I barely know what's reality by this point. I'm doing the best that I can.

I don't think I can consent to just about anything. I'm just enjoying the spoils I get from agreeing to things that I couldn't have possibly understood. On the face of it, I don't have much context for anything. I don't know what most of these things mean. I poke one thing, and another thing happens. My life's one big blackout bender from start to finish, except I didn't have drugs or alcohol for 60% of it.

Come time for the afterlife I'm pretty confident God's going to be reasonable with everything that I did, with how little there is that actually makes sense to me. If my version of religion where everything works out happens to be the case, then everything's going to work out. Why judge relative to what I didn't think was going to happen? That's just plain silly.

I personally vote for an afterlife where I get to be a chaos god, up to some Loki-like mischief. Something that reframes my entire life as a human as something that was all one big prank on my part, just another part of random cosmic antics. One big experiment to see how many people will imagine me burning in hell for kissing a boy, or wearing a dress, or having a foursome high on drugs.

Something where I bait a lot of people into looking silly, just so I get to watch with a bag of popcorn all the nasty dreams they have in store for me. Like a niche speedrun challenge with a % next to it but from the NPC's perspective, a speedrun to piss off The Bible Belt in the shortest time possible. I might have even said things that are completely true in my life, just because it was a funny moment to do that.

Empedocles once said that all of us have to live around 10,000 years before returning to Mt. Olympus as gods. It seems he considered life to be like a prison sentence, and maybe he thought that he'd wake up as a god after jumping into a volcano. I wonder what he thought he did as a god, what was worthy of being born and dying over and over again in near complete confusion.

These types of things scare me away from having kids. It has me worrying that if I bring a child into this world without any consent on their part then the natural karmic response is that I'll get born again. But that could just be part of the cosmic joke, to pipeline all the karma evangelicals into Antinatalism.
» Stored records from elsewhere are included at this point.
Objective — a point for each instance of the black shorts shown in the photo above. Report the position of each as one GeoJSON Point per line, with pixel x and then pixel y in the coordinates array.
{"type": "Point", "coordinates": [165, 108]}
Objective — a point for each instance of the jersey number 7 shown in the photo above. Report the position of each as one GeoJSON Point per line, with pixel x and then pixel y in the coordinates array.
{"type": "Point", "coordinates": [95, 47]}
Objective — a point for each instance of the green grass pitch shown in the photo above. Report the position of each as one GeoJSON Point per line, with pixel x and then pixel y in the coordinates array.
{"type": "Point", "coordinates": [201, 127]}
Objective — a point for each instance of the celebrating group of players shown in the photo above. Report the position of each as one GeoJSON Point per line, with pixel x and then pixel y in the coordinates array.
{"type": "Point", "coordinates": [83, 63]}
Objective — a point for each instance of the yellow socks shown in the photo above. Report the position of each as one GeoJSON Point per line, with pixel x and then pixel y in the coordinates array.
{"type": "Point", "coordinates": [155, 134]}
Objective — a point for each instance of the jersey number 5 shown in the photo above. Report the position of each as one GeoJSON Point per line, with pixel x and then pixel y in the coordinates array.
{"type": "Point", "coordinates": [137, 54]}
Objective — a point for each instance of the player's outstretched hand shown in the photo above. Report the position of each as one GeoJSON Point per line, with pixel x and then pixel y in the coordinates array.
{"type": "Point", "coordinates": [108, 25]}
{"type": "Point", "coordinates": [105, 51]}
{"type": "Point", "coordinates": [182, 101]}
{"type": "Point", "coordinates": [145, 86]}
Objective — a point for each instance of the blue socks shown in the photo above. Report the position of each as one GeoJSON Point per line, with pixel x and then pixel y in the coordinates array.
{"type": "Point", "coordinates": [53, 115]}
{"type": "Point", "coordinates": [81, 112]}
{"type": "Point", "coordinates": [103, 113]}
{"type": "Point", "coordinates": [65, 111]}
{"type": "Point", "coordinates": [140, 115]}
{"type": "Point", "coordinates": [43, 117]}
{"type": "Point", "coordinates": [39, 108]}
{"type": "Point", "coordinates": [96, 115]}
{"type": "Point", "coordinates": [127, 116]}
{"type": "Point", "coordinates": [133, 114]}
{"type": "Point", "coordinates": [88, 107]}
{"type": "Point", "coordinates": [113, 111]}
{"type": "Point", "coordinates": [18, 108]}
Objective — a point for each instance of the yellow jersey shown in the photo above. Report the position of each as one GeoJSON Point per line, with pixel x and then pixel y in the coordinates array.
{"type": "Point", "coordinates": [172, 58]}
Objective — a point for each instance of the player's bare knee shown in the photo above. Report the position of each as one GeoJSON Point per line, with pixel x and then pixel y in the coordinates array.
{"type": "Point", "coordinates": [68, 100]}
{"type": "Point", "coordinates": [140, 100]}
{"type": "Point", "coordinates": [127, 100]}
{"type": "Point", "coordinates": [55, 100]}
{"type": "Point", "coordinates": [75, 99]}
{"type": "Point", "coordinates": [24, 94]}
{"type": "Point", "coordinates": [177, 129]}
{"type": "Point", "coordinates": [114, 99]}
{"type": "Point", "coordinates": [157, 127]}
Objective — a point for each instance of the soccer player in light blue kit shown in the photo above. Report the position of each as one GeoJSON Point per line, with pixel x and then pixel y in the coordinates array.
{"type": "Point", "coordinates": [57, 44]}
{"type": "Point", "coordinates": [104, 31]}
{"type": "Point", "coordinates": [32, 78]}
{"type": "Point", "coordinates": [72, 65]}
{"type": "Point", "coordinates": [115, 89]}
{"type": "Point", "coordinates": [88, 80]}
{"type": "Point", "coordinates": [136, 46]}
All the karma believers going extinct, with karma not existing to begin with.

All kinds of people who think they're going to wake up as gods, expediting their deaths in expectation. All kinds of people who think they're going straight into moksha, cutting their legacies completely short. I'm just doing my best to expect nothing, trying to be random enough that others quit being confident in their best guesses. It's all good natured mischief, I don't really want to hurt anyone.